Herculean (Cerberus Group #1)

“I count nine,” Lazarus said. “No way to know if any of them are friendly.”


Pierce strained to see if he could pick out Gallo, but they were still too far away. “Will they see us? Or hear us?”

“They’re using flashlights, so they won’t be able to see much of anything.” Lazarus was silent for a moment, then added. “Stay ready though, just in case.”

Pierce let a hand fall to the Heckler & Koch MP5K that hung from a sling across his chest. Pierce had never fired this particular weapon before, but Lazarus had assured him that it was as simple as point-and-shoot. It was even equipped with an infrared laser sight that would show him, with a fairly high degree of certainty, where the bullet would go.

Killing someone has never been so easy, he thought darkly. But the men they were going up against weren’t innocents. Kenner and Rohn had already tried to kill him once, and they had kidnapped Gallo and Fiona. He intended to remember that when the time came to pull the trigger.

“Let’s take it in,” Lazarus said. “I’ll go first. Corkscrew down and watch for a safe drop zone.”

Pierce held back until both Carter and Lazarus were at least a hundred feet below him before pulling on his right-hand toggle to begin a clockwise spiraling descent into the sinkhole. When Lazarus had told him they would be parachuting into a sinkhole, Pierce had imagined something like diving into a swimming pool from four miles up. It was only now, as he turned lazy circles in the sky above the tepui, that he understood just how big the sinkhole was. It would be more like diving into the East River.

He could not distinguish the ground. Although the walls positively radiated infrared light, the bottom of the sinkhole—which was rushing up—looked like a Jackson Pollock painting in hues of green and black. There was no way to know what awaited them down there.

As the remaining distance closed to almost nothing, he was able to make out the landscape in relief. There were irregular patches that might have been vegetation or uneven terrain, perhaps even trees, and in-between them an unnaturally smooth black surface. He steered toward the latter, realizing too late that it was not flat ground at all, but water.

Almost directly below, Lazarus’s chute seemed to curl in on itself as he pulled his control toggles hard. Then, the canopy settled gently into an amorphous heap, marking the spot where the big man had touched down. Carter flared her chute a moment later, and landed about thirty yards from Lazarus. Pierce guessed he had about ten seconds to do the same.

He hauled down on the toggles a couple of seconds later and his descent came to what felt like a screeching halt. Then he dropped another fifteen feet into chilly, waist-deep water. The thick muck that rose halfway to his knees absorbed most of the impact of landing, but it also wrapped around his legs. He wobbled for a moment and then heaved himself out of the mud and onto the shore. He quickly removed his respirator, unbuckled his harness, reeled in the water-logged parachute, bundled it up and shoved it beneath some tall ferns.

He crouched next to Lazarus beside a stand of trees that stood up out of the water on thick conical trunks with partially exposed roots. Pierce thought they might be cypress trees, which were found in wetlands along the Eastern seaboard of the United States.

Lazarus clapped him on the shoulder. “Not bad for an archeologist. I can see why Jack picked you.”

“Maybe I missed my calling as a Special Forces operator,” Pierce said, managing to get a smile out of the big man.

Carter clung to the stringy bark of one of the boughs, evidently trying to stay out of the water. Pierce wondered why for a moment, then remembered that Brazil was the land of piranhas and anacondas. He decided that maybe she had the right idea, and scrambled onto the nearest exposed root.

The trees obscured their view of the sandstone walls, but even through the forest canopy, Pierce could see the glow of the Cerberus group’s flashlights, amplified by the night vision goggles, a stark contrast to the near total darkness at the bottom of the pit.

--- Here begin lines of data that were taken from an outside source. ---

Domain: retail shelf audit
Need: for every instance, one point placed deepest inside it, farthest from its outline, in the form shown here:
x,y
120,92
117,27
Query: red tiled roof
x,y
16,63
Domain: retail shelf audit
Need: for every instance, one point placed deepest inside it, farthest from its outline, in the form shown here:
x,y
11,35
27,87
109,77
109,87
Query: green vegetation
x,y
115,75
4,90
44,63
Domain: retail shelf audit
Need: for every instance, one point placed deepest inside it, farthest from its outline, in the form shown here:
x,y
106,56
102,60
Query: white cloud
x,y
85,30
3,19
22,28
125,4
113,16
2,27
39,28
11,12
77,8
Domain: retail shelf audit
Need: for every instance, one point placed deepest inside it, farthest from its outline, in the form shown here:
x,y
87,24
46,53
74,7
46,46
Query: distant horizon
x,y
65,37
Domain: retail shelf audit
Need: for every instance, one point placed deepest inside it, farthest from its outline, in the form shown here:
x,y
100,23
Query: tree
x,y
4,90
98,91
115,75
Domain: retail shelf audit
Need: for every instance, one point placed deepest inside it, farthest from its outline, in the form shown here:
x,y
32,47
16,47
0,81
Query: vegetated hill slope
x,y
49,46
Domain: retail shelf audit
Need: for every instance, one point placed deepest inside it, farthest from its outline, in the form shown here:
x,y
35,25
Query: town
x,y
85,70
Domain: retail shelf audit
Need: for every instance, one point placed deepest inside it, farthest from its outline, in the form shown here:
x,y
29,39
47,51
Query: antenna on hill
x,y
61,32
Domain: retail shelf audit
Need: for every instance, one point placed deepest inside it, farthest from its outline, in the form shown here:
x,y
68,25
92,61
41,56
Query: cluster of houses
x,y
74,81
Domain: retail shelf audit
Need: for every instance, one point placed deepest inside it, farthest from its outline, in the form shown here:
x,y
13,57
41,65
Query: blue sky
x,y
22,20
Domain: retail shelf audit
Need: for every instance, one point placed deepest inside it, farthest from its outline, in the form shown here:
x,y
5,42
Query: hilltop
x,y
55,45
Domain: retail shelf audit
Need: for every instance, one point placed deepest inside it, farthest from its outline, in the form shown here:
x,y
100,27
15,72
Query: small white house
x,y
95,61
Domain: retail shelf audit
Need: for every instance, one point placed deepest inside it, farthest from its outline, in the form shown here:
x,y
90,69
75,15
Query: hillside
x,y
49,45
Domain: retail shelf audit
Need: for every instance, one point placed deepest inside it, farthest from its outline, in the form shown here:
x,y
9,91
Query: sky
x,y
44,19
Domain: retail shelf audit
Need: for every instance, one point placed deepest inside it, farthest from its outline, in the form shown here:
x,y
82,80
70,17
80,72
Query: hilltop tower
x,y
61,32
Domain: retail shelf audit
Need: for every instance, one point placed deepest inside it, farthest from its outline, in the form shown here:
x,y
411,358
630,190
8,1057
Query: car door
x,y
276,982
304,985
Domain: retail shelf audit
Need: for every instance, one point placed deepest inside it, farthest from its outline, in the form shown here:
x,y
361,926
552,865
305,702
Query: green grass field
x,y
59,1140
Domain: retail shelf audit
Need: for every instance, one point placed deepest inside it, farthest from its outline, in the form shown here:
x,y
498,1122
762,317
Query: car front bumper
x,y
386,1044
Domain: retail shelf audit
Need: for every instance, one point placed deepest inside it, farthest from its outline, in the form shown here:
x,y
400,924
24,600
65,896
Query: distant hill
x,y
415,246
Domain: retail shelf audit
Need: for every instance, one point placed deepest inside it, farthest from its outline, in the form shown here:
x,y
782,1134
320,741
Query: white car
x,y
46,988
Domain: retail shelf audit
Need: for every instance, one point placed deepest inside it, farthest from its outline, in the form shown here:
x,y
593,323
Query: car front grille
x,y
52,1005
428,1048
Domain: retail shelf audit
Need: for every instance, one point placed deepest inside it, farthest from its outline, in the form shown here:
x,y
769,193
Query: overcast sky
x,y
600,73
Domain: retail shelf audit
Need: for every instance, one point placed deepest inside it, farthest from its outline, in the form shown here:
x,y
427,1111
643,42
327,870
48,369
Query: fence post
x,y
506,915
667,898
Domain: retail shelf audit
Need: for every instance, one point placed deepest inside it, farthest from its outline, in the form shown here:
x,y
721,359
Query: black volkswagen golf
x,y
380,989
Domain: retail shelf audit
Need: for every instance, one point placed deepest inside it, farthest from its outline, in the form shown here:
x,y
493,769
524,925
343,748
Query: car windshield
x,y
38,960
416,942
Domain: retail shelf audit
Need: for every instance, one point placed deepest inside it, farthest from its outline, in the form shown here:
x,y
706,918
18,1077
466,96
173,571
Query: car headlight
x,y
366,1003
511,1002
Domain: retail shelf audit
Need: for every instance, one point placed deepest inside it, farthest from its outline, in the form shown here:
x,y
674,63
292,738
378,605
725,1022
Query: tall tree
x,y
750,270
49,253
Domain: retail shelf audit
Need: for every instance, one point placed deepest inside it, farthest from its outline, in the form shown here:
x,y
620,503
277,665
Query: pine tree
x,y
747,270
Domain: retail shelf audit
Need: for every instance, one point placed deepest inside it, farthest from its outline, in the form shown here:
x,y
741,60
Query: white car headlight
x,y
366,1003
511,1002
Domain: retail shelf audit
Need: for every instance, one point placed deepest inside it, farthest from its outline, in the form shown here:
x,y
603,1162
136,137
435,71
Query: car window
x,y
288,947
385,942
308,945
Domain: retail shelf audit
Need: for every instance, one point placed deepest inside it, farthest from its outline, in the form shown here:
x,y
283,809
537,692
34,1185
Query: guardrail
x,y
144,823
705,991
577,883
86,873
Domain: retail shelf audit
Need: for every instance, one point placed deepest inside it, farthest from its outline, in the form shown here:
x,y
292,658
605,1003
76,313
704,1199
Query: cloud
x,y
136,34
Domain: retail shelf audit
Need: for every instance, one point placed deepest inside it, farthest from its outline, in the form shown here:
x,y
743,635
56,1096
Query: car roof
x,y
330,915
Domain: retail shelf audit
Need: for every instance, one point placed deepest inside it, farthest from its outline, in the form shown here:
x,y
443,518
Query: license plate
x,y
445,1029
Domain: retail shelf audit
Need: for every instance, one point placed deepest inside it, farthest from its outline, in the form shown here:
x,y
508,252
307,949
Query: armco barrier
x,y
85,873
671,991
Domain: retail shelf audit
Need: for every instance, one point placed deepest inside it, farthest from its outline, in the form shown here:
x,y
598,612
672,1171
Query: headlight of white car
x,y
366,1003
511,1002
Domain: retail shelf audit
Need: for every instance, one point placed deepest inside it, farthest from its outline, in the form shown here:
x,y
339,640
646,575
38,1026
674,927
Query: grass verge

He watched the lights for a few moments then turned to Lazarus and Carter. “They’ll be down soon. We need to get moving.”

Then the distinctive crack of a gunshot echoed across the treetops.





34



Cerberus Headquarters



At the first touch of the aerosol mist, Fiona leapt off the examination table and dove under it. The abruptness of her reaction sent two of the mice scurrying away, but for several seconds, that was the most dramatic thing that happened.

“Excellent,” Tyndareus crooned. “Tell me, are you feeling anything yet?”

Fiona ignored the question, but the mere suggestion was enough to make her skin crawl. What was in the mist? Tyndareus had called it a plant-based organic bio-weapon, but what did that even mean? Some kind of nerve agent?